За его спиной сварливо заныл Кулиев:
– Эй, тебе из казарма нельзя!
Заворковал что-то на узбекском, обиженно и предостерегающе. Ярослав с Ириной не обращали внимания. Напитывались взглядами, прислушивались к струнному перебору касаний. Ирина шепнула:
– Пойдем, мне надо тебе кое-что сказать.
Он помрачнел.
– Меня сейчас отправят на «губу».
– Для тебя есть другие губы.
Ирина ведьмински сощурилась.
Она что-то знала, чего не знал он. И еще от нее ароматно пахло чем-то приятным и пряным.
В легкой лихорадке Ярослав повлек ее в ленкомнату.
– Э, вы куда? – ревниво взвился Кулиев.
– За порядком следи, дневальный! – не оборачиваясь, бросил ему Ярослав.
Гусарским пинком сапога он распахнул перед Ириной дверь в ленкомнату. Они вошли, и он плотно закрыл дверь.
Он наконец понял, чем от нее пахло. Душистое спиртное – не то ликер, не то коньяк с конфетами.
– Что ты знаешь? – спросил он.
– Сегодня я убирала в штабе и случайно попалась на глаза командиру части Сысоеву. Ему так понравилось, как я орудую тряпкой, что он просто рассыпался в комплиментах. Я даже всерьез задумалась, ту ли профессию выбрала, пойдя в пед.

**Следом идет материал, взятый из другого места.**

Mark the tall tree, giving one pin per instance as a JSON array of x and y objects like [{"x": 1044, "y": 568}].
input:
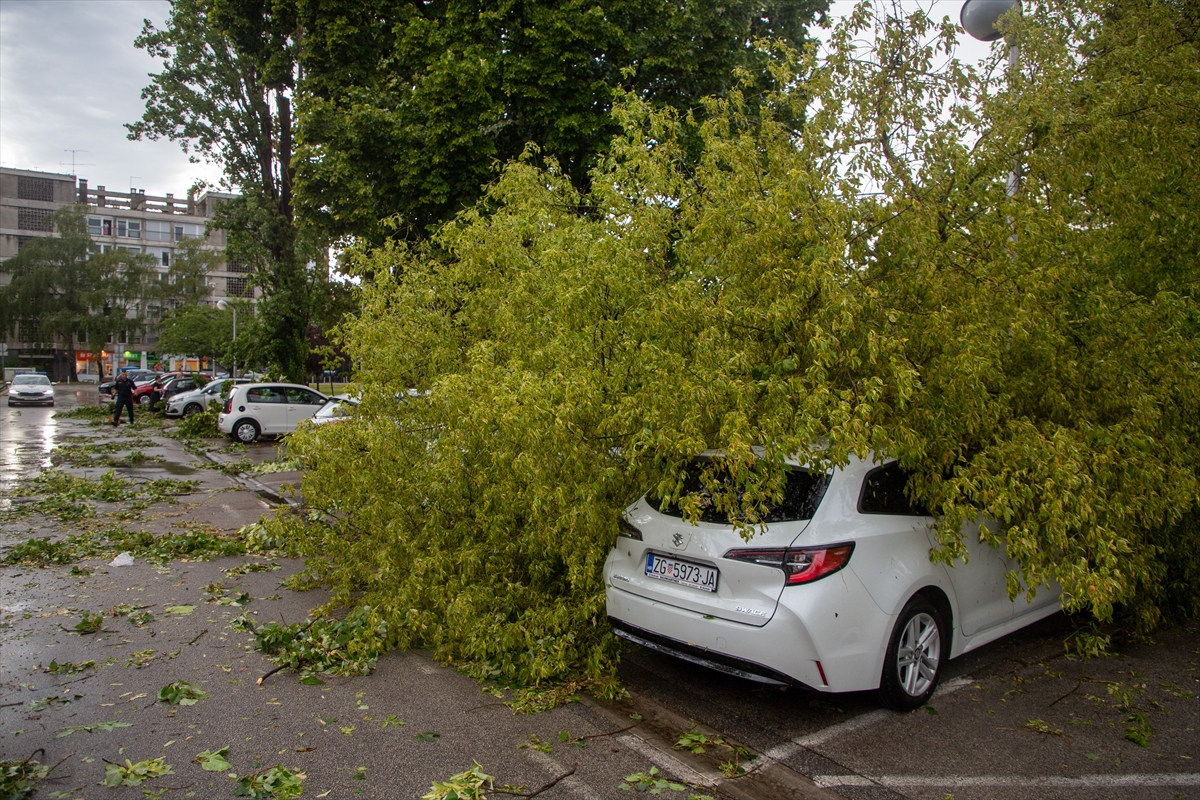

Ярослав легко представил себе приземистого полковника с топорной улыбкой расколотого ореха, среагировавшего на красавицу-уборщицу. Тревожно похолодел до капелек пота на висках: "Такого соперника в солдатском сортире не отделаешь".
Ирина стала рассказывать, как Сысоев позвал ее убрать свой кабинет.
– И ты согласилась?
– Конечно.
– С ума сошла. Тебе приставаний Караваева мало?
Она положила ему руки на плечи.
– Успокойся, Сысоев хороший дядька. Я понравилась ему без всякой задней мысли. И ты должен его за это благодарить.
– Не понял.
– Сейчас поймешь. Когда я убирала в кабинете у Сысоева, он стал мне показывать фотографии своих дочек, внучек. И тут ему принесли на подпись бумажку. Я в нее глянула и чуть в обморок не упала. Приказ: тебя на три дня отправить на гауптвахту.
Он вяло кивнул.
– Что ты тут умудрился вытворить, пока меня не было, разгильдяй Молчанов из десятого А?
– Ничего особенного. Просто наказали с товарищем двух подонков, а третьего, жаль, не успели. Странно, что до сих пор не поместили под арест.
Она прижалась к его шершавой петлице.
– И не поместят.
– Не шути так.
– Я не шучу. Сысоев этот приказ порвал. Так что ни на какую "губу" ты не пойдешь.
– Чем же ты его купила?
– Напрямик заявила, что курсант Молчанов – отличный парень. Начала рассказывать о тебе. И тут он вспомнил, как ты героически вкалывал на генеральской даче и сдуру окатил его мусором. Знаешь, что он мне сказал? "Такой хлопец фашиста одной лопатой уложит!" Да он у вас мировой дядька, этот Сысоев. Когда я ему рассказала, каким уникальным ты был учеником, он вообще впал в умиление.